La "desilusión" de Marc Stanley y unas disculpas que incomodaron al kirchnerismo

El Gobierno le reconoció oficialmente la "gran ayuda" prestada en "momentos difíciles para la Argentina". El gesto no agradó en ciertos círculos del arco oficialista.

Marc Stanley es nacido y criado en Dallas. Como buen texano, le gustan las cosas simples, sin vueltas. De allí que el resultara tan difícil asimilar, junto con su esposa Wendy, lo enrevesado que podemos ser los argentinos. Y más aún cuando los interlocutores son políticos.

Abogado de profesión, fanático del star system hollywoodense y las fotos "cholulas" con celebridades, de larga trayectoria en el Partido Demócrata y allegado al presidente Joe Biden a fuerza de su capacidad para recaudar fondos para las campañas electorales, Stanley quiso empezar con el pie derecho su desempeño como embajador de los Estados Unidos, acaso mostrando la impronta con la que esperaba dejar atrás el monocorde tono que dejó su predecesor en el cargo, el -también texano- juez Edward Prado.

Con el plácet otorgado por el Senado estadounidense, Stanley se involucró directamente en las gestiones que a mediados de enero encaraba el Gobierno argentino para intentar destrabar el acuerdo con el Fondo Monetario Internacional (FMI), cuando corría serio riesgo de naufragar. Entonces, la Casa Rosada activó todos los resortes posibles para conseguir condiciones más benévolas para el repago de la deuda externa a través de negociaciones en el "ala política" de la Casa Blanca.

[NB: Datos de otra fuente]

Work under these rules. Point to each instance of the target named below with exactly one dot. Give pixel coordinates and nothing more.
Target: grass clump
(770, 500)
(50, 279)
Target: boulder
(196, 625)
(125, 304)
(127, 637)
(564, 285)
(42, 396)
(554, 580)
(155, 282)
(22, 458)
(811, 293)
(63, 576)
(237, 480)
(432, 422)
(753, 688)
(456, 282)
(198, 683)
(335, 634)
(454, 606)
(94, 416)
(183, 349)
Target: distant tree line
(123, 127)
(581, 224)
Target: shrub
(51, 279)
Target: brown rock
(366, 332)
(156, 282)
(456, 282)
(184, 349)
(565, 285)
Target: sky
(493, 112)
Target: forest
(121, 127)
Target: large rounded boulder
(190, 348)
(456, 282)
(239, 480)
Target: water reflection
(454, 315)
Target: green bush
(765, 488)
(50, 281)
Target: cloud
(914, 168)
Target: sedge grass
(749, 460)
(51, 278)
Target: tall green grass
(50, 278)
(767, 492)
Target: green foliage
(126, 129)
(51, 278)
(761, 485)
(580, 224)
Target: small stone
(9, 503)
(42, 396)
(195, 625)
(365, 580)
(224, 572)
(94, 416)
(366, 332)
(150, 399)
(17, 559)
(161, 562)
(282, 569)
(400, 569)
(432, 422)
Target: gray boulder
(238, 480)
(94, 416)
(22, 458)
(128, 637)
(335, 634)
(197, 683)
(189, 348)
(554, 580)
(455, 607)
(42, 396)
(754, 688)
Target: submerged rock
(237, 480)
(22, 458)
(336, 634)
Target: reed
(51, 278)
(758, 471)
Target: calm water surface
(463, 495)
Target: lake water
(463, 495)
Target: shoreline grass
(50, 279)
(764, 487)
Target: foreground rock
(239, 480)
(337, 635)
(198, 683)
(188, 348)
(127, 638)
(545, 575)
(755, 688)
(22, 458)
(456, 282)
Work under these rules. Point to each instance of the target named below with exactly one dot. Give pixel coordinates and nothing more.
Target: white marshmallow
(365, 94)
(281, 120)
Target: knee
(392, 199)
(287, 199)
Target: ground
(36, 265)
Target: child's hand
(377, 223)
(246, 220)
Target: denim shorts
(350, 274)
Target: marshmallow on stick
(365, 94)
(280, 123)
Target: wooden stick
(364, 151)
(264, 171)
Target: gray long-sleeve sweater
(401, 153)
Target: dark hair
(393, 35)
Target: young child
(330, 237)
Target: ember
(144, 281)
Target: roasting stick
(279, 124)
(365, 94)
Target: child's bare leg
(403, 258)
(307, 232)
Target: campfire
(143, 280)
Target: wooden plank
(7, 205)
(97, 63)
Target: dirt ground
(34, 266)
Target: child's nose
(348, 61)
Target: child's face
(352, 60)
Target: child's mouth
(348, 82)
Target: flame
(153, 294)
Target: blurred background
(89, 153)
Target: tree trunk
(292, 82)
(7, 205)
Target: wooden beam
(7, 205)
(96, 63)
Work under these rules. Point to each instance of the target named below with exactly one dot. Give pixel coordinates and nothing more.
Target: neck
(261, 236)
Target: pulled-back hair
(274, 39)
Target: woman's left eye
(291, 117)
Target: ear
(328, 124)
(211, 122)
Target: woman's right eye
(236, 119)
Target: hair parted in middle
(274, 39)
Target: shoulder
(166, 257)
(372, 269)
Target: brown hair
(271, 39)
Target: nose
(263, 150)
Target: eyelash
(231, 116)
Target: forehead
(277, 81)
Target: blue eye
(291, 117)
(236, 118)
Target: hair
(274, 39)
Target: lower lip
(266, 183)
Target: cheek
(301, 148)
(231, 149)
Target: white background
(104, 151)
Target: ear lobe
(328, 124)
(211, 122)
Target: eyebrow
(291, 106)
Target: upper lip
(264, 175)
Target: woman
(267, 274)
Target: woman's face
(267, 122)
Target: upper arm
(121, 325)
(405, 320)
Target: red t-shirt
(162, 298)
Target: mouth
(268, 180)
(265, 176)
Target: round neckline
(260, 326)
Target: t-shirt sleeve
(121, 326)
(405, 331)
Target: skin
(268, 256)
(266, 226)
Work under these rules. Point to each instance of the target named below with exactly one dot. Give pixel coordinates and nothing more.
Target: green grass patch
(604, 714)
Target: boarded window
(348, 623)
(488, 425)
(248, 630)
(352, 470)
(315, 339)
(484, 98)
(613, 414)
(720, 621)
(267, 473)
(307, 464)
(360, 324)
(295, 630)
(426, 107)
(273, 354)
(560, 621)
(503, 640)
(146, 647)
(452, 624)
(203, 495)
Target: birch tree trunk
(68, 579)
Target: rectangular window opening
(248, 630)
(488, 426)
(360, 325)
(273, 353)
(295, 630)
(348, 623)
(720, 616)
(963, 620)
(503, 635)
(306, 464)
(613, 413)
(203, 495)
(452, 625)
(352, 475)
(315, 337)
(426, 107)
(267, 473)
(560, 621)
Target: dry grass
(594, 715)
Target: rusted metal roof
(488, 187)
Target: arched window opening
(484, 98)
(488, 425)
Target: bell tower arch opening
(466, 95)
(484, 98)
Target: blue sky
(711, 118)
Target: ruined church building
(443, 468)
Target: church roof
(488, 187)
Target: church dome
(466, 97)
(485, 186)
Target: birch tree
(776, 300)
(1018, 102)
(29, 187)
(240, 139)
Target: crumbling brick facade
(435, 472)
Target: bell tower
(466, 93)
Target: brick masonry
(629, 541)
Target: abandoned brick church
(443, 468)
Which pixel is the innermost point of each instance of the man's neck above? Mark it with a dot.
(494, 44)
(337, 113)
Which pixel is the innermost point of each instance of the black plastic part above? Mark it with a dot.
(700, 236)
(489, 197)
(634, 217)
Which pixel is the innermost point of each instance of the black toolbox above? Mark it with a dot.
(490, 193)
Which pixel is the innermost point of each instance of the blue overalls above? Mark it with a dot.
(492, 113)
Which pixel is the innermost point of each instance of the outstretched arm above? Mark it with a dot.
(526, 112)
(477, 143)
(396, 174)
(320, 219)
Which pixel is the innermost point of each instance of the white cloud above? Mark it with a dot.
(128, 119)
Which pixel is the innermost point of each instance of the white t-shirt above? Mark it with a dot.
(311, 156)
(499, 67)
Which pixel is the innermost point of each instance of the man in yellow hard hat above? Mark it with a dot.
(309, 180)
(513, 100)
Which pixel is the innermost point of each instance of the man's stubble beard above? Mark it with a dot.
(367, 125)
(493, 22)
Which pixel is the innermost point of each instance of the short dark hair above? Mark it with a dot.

Cuando el canciller Santiago Cafiero llegó en aquel gélido enero a Washington, Stanley ya estaba en escena, golpeando puertas en el Departamento de Estado, en el Tesoro y la oficina oval para lograr concesiones para los recurrentes tomadores de deuda argentinos. Pretendía llegar a Buenos Aires con una "gauchada" en la cuenta, como decimos entre amigos.

Lo que se encontró, sin embargo, fue casi como un sopapo. A los días de aterrizar en el Palacio Bosch, su actual residencia, el presidente emprendió una gira con una escala que hoy día seguro se arrepiente de haber emprendido. En Moscú, el jefe de Estado argentino se entrevistó con Vladimir Putin, a solo días de la invasión propinada por el Kremlin contra Ucrania.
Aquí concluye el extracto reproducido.